Or, très peu de décisions en matière de discrimination envers des professionnels formés à l’étranger dans l’accès à une profession réglementée se sont rendues à cette étape de l’analyse. En effet, seules six affaires ont mené à un constat de discrimination prima facie[88]. Ajoutons que bien que les tribunaux aient mentionné, dans les affaires Jamorski[89] et Forghani[90], que s’il y avait discrimination, elle aurait été justifiée, ceux-ci n’ont finalement pas procédé à une véritable analyse de la question; elles ne sont donc que peu pertinentes sur ce point.

Malgré cela, il est possible de dresser certains constats quant aux exigences pesant sur les organismes de régulation professionnelle à l’étape de la justification de l’atteinte, en se fondant particulièrement sur les affaires Bitonti[91], Keith[92], LPG[93], Caliao[94], Brar[95] et Mihaly[96], toutes rendues en vertu de lois provinciales de protection des droits de la personne[97]. À noter que dans ces affaires, la justification invoquée à titre de défense était celle de la justification « réelle et raisonnable »[98].

Au terme de ce moyen de défense, le premier élément que l’organisme de régulation professionnelle devra démontrer est que la norme ou la décision litigieuse a été adoptée dans un but rationnellement lié à ses fonctions générales. Sur ce point, il n’y a que très peu de doute quant au fait que l’objectif poursuivi — ou, du moins, celui qui serait invoqué — aura trait à la protection du public, s’agissant de la mission première des ordres professionnels. D’ailleurs, dans l’affaire Neiznanski[99], les objectifs de protection du public et de maintien des standards publics mis de l’avant par l’Ordre des médecins et chirurgiens de l’Ontario ont été jugés, de prime abord, raisonnables. C’est également la conclusion à laquelle en sont arrivés les tribunaux dans les affaires Bitonti[100], LPG[101], Caliao[102], Brar[103] et Mihaly[104] ainsi que dans l’affaire Gichuru[105], qui concernait, quant à elle, un cas de discrimination fondée sur le handicap dans l’accès à une profession réglementée.

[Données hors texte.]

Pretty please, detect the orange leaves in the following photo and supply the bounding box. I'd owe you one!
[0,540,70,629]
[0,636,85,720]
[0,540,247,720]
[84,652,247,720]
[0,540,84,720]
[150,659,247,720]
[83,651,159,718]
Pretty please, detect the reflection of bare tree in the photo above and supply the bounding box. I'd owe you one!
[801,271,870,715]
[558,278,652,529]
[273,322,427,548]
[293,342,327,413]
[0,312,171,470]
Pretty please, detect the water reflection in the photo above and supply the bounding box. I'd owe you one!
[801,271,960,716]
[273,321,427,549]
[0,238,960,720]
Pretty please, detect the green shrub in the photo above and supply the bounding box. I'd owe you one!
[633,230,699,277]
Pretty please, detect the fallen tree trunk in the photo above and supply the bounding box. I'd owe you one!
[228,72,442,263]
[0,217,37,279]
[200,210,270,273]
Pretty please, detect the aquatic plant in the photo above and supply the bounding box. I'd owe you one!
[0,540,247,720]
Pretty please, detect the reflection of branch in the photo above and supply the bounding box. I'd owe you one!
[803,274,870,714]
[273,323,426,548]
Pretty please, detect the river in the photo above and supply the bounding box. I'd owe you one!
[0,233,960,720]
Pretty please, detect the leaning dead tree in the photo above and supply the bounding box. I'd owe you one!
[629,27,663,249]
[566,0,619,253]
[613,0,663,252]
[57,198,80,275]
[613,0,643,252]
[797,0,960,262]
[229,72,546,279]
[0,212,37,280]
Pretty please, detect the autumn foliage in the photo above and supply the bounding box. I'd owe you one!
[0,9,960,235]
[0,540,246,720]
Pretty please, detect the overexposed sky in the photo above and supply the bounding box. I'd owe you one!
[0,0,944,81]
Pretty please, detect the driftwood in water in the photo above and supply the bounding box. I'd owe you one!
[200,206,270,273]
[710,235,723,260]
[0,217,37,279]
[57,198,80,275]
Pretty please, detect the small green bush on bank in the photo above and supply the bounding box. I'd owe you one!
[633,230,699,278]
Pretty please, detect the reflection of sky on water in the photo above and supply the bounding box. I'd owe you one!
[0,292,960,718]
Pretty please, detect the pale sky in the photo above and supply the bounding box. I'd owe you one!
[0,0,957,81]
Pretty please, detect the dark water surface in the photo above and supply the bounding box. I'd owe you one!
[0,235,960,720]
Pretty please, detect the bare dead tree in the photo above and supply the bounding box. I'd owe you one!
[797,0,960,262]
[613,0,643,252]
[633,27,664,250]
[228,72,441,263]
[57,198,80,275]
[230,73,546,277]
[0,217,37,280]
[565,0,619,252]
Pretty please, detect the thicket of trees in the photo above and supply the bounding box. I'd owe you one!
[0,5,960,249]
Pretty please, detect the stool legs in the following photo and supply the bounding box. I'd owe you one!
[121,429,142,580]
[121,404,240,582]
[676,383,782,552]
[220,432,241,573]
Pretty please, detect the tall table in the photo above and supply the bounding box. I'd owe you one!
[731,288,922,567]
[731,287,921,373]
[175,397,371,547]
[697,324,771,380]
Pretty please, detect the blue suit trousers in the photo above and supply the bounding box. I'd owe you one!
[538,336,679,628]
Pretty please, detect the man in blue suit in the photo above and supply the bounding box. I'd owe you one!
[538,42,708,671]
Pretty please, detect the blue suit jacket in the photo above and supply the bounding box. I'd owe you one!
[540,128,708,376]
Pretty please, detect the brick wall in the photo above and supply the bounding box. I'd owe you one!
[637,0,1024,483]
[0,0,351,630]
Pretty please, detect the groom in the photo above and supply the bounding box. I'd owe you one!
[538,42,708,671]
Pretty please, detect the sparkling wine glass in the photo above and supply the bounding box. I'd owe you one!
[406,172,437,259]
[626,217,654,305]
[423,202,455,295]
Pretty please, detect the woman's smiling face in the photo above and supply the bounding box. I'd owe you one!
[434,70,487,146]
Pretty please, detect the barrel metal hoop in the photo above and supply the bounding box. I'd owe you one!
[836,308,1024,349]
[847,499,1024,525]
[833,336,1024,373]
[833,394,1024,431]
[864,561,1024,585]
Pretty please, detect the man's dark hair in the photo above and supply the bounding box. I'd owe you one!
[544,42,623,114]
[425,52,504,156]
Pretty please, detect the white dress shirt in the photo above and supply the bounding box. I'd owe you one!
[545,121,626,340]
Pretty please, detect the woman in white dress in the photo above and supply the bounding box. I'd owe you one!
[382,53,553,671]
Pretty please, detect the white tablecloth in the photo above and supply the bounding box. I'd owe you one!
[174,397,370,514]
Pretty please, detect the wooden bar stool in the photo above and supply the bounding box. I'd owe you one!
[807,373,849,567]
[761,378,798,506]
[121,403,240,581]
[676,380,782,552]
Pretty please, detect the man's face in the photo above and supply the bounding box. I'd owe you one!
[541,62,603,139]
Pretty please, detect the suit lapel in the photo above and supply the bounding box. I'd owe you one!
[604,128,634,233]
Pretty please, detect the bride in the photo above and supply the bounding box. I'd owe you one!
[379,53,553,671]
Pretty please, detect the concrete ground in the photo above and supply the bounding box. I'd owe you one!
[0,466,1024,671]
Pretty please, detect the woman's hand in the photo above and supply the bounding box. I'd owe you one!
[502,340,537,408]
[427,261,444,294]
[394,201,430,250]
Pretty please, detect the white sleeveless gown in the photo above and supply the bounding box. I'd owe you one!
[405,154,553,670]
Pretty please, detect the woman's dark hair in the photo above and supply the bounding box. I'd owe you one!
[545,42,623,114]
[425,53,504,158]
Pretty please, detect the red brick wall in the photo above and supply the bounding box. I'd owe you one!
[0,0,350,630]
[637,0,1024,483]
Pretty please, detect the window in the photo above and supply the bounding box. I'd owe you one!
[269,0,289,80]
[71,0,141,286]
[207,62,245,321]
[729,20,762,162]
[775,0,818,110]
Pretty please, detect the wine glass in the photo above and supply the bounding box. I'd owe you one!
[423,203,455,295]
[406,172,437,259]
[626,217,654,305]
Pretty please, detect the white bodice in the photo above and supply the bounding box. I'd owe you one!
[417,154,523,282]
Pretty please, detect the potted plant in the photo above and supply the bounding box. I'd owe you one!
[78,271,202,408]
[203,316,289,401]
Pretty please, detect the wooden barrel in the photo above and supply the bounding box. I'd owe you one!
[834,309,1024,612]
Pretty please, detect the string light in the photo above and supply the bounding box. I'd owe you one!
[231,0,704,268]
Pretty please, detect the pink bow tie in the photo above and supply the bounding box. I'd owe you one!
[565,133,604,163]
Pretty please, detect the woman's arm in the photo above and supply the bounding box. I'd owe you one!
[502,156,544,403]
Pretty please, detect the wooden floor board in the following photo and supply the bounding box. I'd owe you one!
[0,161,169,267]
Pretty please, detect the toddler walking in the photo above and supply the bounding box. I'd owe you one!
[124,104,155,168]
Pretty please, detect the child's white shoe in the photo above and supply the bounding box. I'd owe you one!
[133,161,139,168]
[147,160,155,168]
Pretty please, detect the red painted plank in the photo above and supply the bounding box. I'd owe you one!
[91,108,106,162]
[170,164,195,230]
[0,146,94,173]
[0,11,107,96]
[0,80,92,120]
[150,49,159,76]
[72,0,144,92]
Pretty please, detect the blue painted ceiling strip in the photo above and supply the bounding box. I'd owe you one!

Notons également que, sauf démonstration d’une intention discriminatoire par le plaignant, l’ordre n’aura pas de difficulté à démontrer que sa norme a été adoptée de bonne foi. Sans mettre en doute les bonnes intentions des organismes de réglementation professionnelle dans l’adoption et la mise en oeuvre des mécanismes de reconnaissance des qualifications des professionnels formés à l’étranger, soulignons qu’il arrive parfois que de telles normes soient adoptées ou appliquées de mauvaise foi, tel que l’a d’ailleurs conclu le Tribunal des droits de la personne de la Colombie-Britannique dans l’affaire Brar[106].

Une fois les deux premiers éléments constitutifs de la défense de justification réelle et raisonnable établis — autrement dit qu’il est démontré que la norme ou la décision contestée a été adoptée de bonne foi, dans un objectif rationnellement lié aux fonctions de l’organisme — ce dernier doit faire la preuve d’un troisième élément, à savoir que la politique ou la pratique discriminatoire est nécessaire pour réaliser le but légitimement poursuivi. Cette étape de l’analyse se concentre sur les moyens employés pour atteindre l’objectif.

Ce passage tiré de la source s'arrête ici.